Potholes curtailing investment
Some revealing comments about our commercial banks and banking culture as well as the care we have taken of our infrastructure can be found in the new survey of Sri Lanka’s investment climate by the World Bank and Asian Development Bank. The study called ”Improving the rural and urban investment climate” has confirmed a perennial complaint by our small business entrepreneurs – bank loans are hard to get for small-timers, and even when they are available, the costs are prohibitive.

The new study has added significance as it is the first to include an analysis of entrepreneurship in rural areas. Given the fact that poverty in this country is largely a rural phenomenon, fostering the growth of the rural non-farm sector is critical to reducing poverty, the report has said.

Contrary to claims by private commercial banks that they are serving small entrepreneurs well, the study confirms that bank loans are still difficult to get for small and medium entrepreneurs. Furthermore, most such lending is concentrated in urban areas or the Western Province with businesses in rural areas not having much access to bank loans.

The study reveals that banks rely too heavily on collateral in making lending decisions and either do not have the capacity or simply cannot be bothered to adopt alternative ways of evaluating a customer’s creditworthiness. Banks don’t look enough at company performances in evaluating applications for bank loans.

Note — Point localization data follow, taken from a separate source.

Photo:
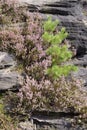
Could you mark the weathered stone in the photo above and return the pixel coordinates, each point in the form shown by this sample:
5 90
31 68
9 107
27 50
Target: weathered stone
9 78
71 13
26 125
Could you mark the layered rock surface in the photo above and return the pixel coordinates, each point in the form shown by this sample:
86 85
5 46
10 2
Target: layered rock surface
71 13
9 78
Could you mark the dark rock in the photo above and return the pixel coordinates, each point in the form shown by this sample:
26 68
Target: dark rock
71 13
9 78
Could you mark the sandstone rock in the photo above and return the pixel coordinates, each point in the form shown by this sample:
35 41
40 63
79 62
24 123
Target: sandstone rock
71 13
26 126
9 78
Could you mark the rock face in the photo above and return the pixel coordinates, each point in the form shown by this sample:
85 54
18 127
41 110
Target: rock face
9 78
71 13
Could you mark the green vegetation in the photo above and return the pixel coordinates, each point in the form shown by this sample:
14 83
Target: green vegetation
58 51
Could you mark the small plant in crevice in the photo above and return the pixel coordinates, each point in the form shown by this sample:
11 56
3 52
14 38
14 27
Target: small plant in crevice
58 51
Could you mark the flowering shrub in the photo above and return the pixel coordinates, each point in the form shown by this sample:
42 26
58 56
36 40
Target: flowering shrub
39 50
59 95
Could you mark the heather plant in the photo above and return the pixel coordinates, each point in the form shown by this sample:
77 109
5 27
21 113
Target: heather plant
59 95
59 52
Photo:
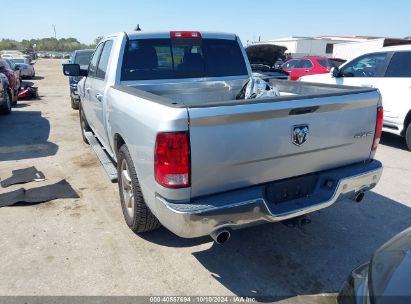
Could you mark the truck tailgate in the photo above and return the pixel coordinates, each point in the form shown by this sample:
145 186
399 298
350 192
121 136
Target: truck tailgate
240 145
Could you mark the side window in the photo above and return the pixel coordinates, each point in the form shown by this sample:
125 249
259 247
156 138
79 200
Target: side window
292 64
94 61
370 65
104 58
305 64
400 65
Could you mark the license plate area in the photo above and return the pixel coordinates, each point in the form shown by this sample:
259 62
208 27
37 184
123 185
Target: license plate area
290 189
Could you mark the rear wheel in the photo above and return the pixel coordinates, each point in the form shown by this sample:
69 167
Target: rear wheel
408 137
136 213
6 107
83 124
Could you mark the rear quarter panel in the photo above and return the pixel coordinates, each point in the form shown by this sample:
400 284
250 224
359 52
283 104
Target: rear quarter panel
137 120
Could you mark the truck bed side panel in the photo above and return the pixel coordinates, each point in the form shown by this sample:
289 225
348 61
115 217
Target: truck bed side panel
244 145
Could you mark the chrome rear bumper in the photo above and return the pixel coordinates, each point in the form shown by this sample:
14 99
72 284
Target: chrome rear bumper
247 207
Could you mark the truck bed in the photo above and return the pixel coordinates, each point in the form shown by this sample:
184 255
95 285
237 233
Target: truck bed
241 143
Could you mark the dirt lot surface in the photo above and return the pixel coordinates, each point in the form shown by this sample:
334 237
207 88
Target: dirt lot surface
83 246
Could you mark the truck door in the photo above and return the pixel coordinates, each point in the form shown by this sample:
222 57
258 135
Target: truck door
87 103
97 96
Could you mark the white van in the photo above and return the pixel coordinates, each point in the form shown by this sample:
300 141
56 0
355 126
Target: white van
389 70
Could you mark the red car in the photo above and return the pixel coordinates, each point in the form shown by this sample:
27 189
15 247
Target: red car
13 78
303 66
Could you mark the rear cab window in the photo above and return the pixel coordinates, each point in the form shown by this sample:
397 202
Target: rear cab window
304 64
400 65
82 58
94 61
370 65
325 63
104 59
168 58
291 64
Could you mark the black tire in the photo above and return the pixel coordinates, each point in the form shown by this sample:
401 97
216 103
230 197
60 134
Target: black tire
408 137
83 124
6 107
74 103
136 213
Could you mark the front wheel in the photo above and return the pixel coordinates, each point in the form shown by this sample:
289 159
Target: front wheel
6 107
136 213
408 137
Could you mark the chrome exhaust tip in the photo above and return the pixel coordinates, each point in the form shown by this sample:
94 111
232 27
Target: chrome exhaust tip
220 236
359 196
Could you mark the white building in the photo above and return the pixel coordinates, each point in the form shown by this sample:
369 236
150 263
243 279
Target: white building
344 47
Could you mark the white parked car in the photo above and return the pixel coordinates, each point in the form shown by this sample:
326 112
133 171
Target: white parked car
389 70
18 60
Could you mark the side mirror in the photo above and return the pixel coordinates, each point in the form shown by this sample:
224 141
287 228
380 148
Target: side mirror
73 70
335 72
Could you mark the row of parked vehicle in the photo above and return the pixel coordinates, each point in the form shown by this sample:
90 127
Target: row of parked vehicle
53 55
14 66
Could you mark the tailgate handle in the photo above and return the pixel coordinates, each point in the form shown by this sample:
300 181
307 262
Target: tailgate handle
305 110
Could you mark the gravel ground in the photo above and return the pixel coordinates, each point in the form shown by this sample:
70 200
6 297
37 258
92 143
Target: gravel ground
83 246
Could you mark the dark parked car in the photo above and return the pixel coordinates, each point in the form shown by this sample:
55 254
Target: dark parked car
13 77
82 58
5 95
386 278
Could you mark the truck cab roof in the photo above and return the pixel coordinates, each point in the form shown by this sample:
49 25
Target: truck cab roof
150 35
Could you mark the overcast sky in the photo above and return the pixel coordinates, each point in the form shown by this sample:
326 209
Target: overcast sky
87 19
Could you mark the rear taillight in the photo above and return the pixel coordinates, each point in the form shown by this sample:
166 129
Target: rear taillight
378 127
185 34
172 159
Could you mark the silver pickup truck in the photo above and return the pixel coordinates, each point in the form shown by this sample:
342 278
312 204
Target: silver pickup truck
163 114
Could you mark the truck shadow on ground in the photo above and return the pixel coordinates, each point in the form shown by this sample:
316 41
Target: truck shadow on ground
394 141
24 134
273 262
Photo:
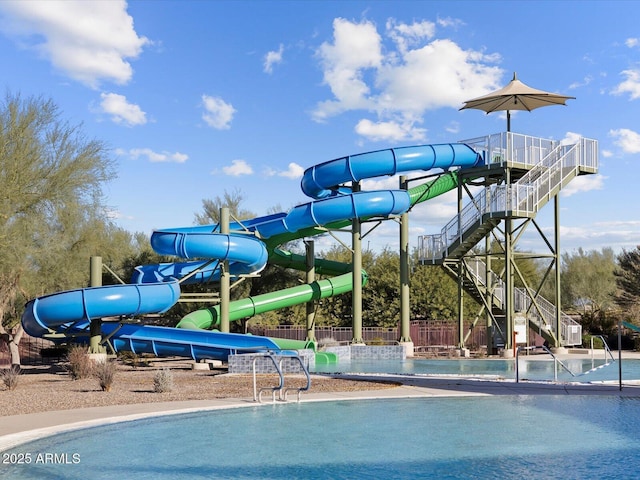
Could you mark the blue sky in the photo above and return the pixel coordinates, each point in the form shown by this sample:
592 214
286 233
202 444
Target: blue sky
195 97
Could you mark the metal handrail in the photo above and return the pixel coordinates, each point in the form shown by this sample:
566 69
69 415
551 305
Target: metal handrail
552 163
556 361
283 392
257 395
606 349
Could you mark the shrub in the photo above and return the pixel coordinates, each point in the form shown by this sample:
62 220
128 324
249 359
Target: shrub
328 342
10 377
80 365
133 359
163 381
105 372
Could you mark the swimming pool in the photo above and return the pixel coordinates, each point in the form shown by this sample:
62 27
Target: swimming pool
510 437
538 368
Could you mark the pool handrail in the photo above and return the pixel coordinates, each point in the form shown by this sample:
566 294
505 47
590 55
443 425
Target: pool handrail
284 391
606 349
556 361
257 393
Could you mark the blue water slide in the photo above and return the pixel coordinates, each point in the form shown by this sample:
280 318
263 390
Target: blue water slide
322 212
322 180
155 288
63 311
170 342
246 253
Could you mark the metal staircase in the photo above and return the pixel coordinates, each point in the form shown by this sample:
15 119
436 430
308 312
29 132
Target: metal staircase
549 166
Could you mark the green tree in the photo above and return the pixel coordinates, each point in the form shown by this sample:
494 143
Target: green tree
588 285
627 277
211 208
587 279
51 179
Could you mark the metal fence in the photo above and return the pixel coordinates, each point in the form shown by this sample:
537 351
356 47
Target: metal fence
423 334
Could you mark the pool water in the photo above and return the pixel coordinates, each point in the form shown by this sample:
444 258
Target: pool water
538 369
515 437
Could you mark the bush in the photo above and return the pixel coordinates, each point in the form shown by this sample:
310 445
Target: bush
133 359
80 365
105 372
163 381
10 377
328 342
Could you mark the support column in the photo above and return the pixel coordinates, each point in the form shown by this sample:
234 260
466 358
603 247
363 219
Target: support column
488 294
508 284
558 319
461 273
95 326
405 310
356 303
310 278
225 276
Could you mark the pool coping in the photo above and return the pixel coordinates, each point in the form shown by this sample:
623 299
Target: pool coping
20 429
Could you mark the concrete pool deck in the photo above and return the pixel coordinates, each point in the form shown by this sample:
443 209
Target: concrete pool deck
18 429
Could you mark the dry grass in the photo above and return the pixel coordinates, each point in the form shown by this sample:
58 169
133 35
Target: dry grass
52 388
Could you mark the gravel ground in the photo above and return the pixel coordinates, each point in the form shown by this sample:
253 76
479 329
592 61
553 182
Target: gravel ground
50 388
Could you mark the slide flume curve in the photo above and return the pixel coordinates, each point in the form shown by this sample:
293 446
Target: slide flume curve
156 288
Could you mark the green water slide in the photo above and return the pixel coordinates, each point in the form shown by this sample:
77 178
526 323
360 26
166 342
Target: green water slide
341 283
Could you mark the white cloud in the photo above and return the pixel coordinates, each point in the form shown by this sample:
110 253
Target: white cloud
356 47
237 168
400 76
294 171
631 85
218 113
122 111
583 183
273 58
88 41
570 138
406 36
158 157
626 139
389 131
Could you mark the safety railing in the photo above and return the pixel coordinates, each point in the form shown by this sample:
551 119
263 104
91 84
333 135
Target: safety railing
540 312
556 362
552 166
280 387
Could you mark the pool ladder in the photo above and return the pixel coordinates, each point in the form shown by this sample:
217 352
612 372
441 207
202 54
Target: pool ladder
280 388
557 361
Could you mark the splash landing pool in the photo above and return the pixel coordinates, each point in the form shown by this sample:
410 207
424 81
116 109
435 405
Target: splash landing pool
482 437
540 368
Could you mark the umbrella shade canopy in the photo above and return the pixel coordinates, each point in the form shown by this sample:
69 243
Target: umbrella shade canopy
515 96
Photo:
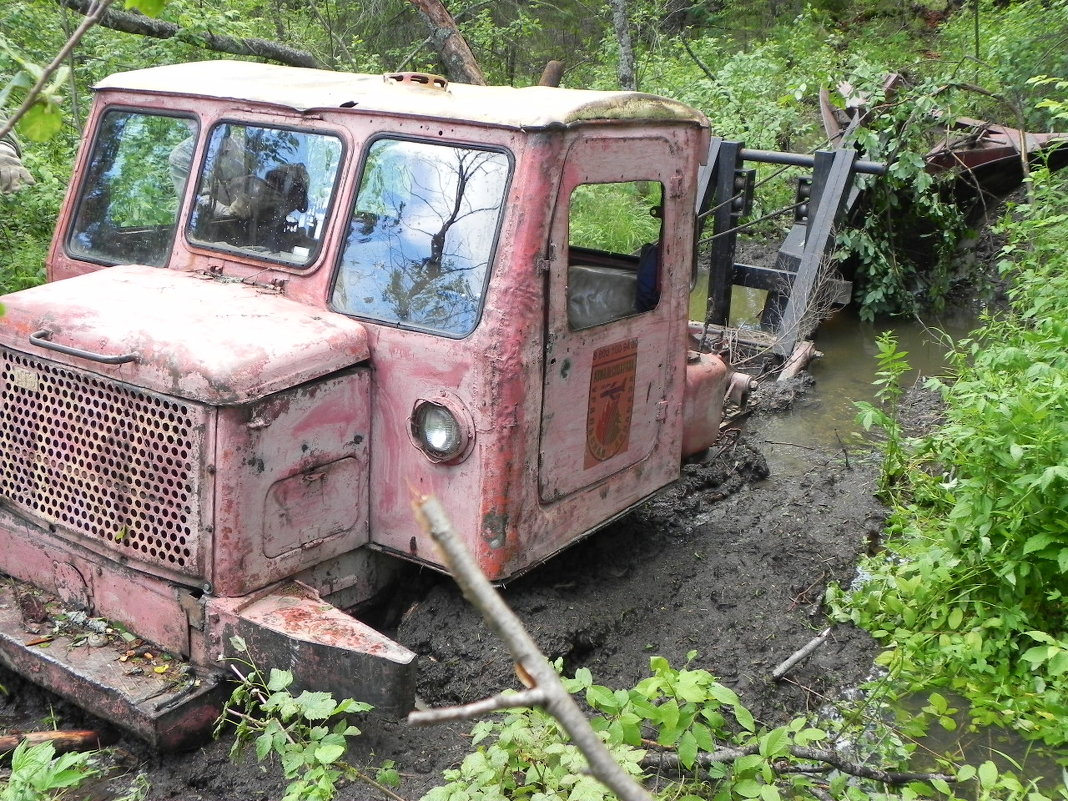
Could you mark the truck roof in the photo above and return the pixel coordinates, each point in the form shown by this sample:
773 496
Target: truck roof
302 89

The implications of these findings on access to cheap and easy credit are not confined to the banking sector but have an impact on the entire economy as they determine the ability of business to grow. Getting finance is rated as the biggest obstacle for business in many countries with small businesses constrained the most and women entrepreneurs facing the biggest hurdles.

In Bangladesh, for instance, according to another World Bank report, nearly half the people who received credit lifted themselves out of poverty, but only four percent of those without credit did. While the report, ‘Doing Business in 2005’ concedes that “some of the effect is no doubt due to differences in education and land ownership, a large role remains for improving access for creditworthy borrowers.”

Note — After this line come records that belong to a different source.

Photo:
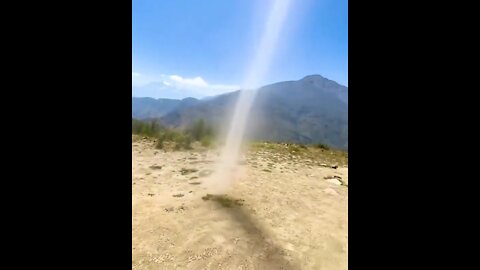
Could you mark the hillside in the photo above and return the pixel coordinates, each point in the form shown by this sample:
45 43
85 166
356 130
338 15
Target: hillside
311 110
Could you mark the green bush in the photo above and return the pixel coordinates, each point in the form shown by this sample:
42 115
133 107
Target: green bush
322 146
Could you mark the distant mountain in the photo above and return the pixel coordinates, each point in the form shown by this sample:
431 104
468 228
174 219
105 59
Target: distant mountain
311 110
144 108
162 90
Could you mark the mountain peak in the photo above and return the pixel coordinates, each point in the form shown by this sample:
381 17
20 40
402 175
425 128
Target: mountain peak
314 77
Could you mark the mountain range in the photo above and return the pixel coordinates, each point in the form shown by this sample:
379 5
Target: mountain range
313 109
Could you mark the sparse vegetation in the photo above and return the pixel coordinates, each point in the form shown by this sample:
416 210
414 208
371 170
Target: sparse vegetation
178 140
322 146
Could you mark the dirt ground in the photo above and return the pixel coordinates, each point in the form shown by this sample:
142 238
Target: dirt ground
288 211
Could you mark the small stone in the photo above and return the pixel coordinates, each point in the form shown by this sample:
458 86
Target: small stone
334 181
330 191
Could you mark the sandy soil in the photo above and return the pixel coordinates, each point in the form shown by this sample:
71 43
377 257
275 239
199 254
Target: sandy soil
281 214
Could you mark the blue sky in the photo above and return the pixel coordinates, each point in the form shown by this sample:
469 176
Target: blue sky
208 45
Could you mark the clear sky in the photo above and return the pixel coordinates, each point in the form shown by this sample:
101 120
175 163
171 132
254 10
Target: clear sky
209 44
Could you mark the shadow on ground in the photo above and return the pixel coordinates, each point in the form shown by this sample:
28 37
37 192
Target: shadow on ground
265 253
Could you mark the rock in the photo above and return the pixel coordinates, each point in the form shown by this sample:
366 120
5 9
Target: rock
185 171
330 191
334 181
205 173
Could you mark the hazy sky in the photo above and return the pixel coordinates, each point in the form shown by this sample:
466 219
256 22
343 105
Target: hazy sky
206 46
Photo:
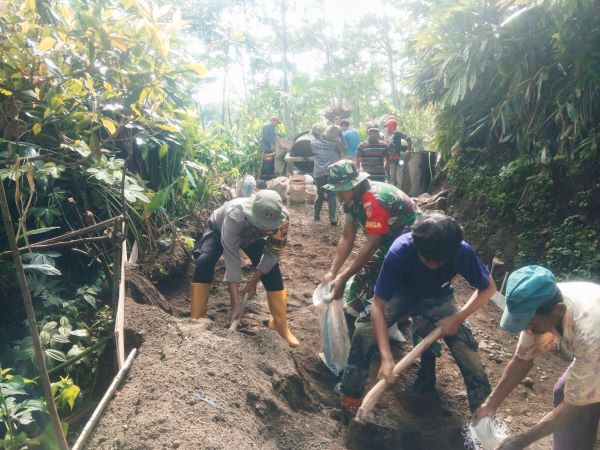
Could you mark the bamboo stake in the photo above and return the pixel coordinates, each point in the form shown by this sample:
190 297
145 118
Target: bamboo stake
90 229
59 244
66 236
119 279
81 355
37 345
100 408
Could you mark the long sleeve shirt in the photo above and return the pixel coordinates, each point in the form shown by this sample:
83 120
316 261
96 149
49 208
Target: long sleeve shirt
326 153
237 233
268 139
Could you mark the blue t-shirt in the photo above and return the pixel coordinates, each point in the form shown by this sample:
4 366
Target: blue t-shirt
352 139
403 273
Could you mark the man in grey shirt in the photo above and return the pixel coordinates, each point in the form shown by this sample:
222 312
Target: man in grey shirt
327 149
258 226
269 135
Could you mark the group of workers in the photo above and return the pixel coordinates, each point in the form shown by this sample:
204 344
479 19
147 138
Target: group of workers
404 268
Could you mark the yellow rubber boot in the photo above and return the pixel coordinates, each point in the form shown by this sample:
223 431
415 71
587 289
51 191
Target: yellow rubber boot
199 294
278 307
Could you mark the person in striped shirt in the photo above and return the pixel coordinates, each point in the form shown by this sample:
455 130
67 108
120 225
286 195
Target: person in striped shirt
371 154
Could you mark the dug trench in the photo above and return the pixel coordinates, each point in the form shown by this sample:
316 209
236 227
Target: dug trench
202 386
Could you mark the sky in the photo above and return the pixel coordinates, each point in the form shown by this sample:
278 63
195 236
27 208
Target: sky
337 12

Commercial banks, of course, can argue that they have to protect their depositors’ money and that they can’t afford to be to free in lending to potentially risky clients, but that does not absolve them from the responsibility of adopting more innovative and realistic approaches to lending in keeping with modern trends.

The investment climate study also reveals wide differences in the perception of constraints to investment between urban and rural entrepreneurs. While political uncertainty was ranked second among constraints to investment among urban manufacturing firms, it seems to hardly bother their rural counterparts, who ranked the risk a lowly tenth in their ratings of constraints. For the latter, the biggest constraints were transport difficulties, access to and cost of finance, and marketing. These findings indicate that the ballyhoo about political uncertainty made from time to time by the organised business sector is somewhat exaggerated.

The fact that transport has been listed high as an investment constraint by both urban and rural businesses is a telling indictment of the performance of successive governments and our bureaucracy. Sri Lanka is said to have a dense road network by regional standards. But the study reports that as much as 90 percent of the country’s paved road network is in poor condition because of lack of maintenance. This would indeed be laughable if the implications of the situation were not so significant – the state of our roads have become an investment constraint merely for lack of proper maintenance.